Innovation Blog

Trends in Customer Communications –
and How to Keep Up

signpost_16x9
2011 | Aug

15

Michael Miller Written by

Posted under Verticalsy: Banking, Credit Cards, Financial Services, Healthcare, Insurance, Telecommunications and Broadband, and Utilities

Smartphones are the new leaders of the pack. For the first time since IBM introduced its “smartphone” concept to the public in the early ‘90s, the majority of all new mobile phone-handsets purchased by U.S. consumers are smartphones.

With so many choices available today, no wonder nearly 58 million U.S. adults have four or more communication devices. It’s a world of mobility and interactivity – and seemingly endless shifts in how people are using old and new devices and applications to save time and money, manage households, plan for the future, address their health and well-being, make connections, and much more.

The digital world is expanding
These ongoing trends show the tide toward how consumers want to communicate – and be communicated with – now and in the future. They are socially networked and they’re demanding more from the companies they do business with. They expect higher levels of service and enhanced communications provided through more channels.

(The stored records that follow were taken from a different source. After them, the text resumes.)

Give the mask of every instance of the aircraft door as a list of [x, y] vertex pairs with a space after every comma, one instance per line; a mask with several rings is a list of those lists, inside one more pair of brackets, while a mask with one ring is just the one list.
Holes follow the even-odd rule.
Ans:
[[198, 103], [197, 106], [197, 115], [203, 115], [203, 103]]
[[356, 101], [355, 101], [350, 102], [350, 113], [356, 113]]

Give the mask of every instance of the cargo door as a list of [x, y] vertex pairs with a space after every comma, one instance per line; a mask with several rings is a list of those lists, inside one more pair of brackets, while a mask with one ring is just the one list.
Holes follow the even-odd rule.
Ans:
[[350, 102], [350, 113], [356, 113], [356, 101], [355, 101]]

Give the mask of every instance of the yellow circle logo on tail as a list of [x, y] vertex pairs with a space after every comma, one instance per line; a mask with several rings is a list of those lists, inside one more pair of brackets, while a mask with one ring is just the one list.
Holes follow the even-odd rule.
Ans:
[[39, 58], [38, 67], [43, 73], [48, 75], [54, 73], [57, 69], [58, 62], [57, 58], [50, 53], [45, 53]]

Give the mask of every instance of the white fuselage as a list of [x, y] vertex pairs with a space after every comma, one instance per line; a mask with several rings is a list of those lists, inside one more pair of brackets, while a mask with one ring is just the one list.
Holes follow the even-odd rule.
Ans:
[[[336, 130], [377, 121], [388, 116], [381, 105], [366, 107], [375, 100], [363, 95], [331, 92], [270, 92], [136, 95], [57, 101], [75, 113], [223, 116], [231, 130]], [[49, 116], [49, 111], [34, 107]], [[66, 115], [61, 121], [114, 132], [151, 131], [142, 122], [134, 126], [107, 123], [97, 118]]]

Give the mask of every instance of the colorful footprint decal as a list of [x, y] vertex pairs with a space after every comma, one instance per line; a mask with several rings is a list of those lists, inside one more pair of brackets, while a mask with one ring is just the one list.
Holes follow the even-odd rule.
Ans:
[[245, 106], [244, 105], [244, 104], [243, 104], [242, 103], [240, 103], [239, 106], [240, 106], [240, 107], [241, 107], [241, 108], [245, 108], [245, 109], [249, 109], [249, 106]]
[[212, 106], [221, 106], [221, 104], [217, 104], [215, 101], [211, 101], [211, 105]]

We see the shift in communications impacting not only how communications are delivered, but also their look and the impression they convey. Going forward, our expectation is that companies will need to:

  • Make customer communications convenient and easy to use, access and understand.

Engaging in more proactive conversations with consumers to manage and deliver on their expectations is more critical than ever. In order to transform the customer experience into the best one it can be, companies today need to understand how to connect customer analytics and third party information to send relevant messages across multiple channels and devices. Companies today can’t afford not to have customers invite them into their “office,” which is why customer communications should be:

Accessible: Help people receive their communications when, where and how they want to receive them.
Easy: Make a customer’s experience with you as easy and simple as possible.
Personalized: Make each customer feel as though he is the only one that matters to you.
Engaging: Demonstrate a personal understanding of customers’ challenges.
Educational: Provide consumers with relevant, easy to understand information that will make them smarter about your products and solutions.
Authentic: Make the entire experience as human as possible so consumers feel they are purchasing solutions from people and not just a corporation.

  • Offer the right customer experience across the entire customer lifecycle, from pre-sale to post-sale.

Effectively communicating with so many people in so many ways places new demands on how businesses grow revenue, manage customer information, get to know their customers, and deliver the right communications at the right time and place – from the first conversation to the time they make a purchase.  It’s why you are seeing a continuing expansion of DST Output solutions across the entire customer lifecycle – and across all points of customer interaction – be it in print, online, in person or via mobile devices. This expansion points to the growth of our print on demand and fulfillment solutions with the addition of new CFG and Newkirk capabilities.

  • Take cost, time and complexity out of customer communication workflows.

Efficiently communicating with customers across so many channels places new demands on companies to have the right communication technologies, business models, workflows, data security and privacy practices in place. With fluctuating print and electronic volumes, it’s difficult for operations to quickly scale down and ramp-up their operations to meet demand.

We see that this tension between investing in customer communications or investing in the core business is causing more companies to look at a customer communications specialist to help guide the development and delivery of their customer communications.

Bottom line, it requires all of us to be more agile and nimble, and ever focused on the consumer, media channels, and consumer trends. As complex and as complicated as it may seem, the advancements in communication technology are fostering our customer connections – and that’s what it’s really all about.